Viva for Life : opération d’utilité publique ?Clés pour comprendreReportages

20 décembre 2019
Viva for Life, faut-il encore présenter cette opération lancée par la RTBF en 2013 ? Elle a pour objectif de récolter des dons afin d’aider les associations luttant contre la pauvreté infantile. Il y a pourtant des questions qui méritent d’être mises en lumière : Viva for Life est-elle apte à mettre en évidence ce problème sociétal ? Le public est-il sensibilisé, informé, éduqué sur ce qui est censé être au centre de l’attention : la précarité infantile en Belgique francophone ?
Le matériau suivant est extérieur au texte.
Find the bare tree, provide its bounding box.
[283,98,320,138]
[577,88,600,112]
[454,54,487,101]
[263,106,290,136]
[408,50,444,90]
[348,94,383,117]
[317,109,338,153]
Selon le rapport « pauvreté » de la Fédération Wallonie-Bruxelles : « La pauvreté reste un sujet de préoccupation prioritaire partout en Europe qui est pourtant une des régions les plus riches du monde. 78 millions de personnes y sont menacées de pauvreté. En Belgique, 15 % des enfants seraient exposés au même risque. » Viva for Life, dont la 7ème édition se déroule du 17 au 23 décembre 2019, tente tant bien que mal d’apporter sa pierre à l’édifice :  « L’objectif : faire de cette 7ème édition une nouvelle réussite et battre le record de dons de 4.929.220 euros établi l’an dernier à Nivelles au profit de la petite enfance vivant dans la pauvreté. »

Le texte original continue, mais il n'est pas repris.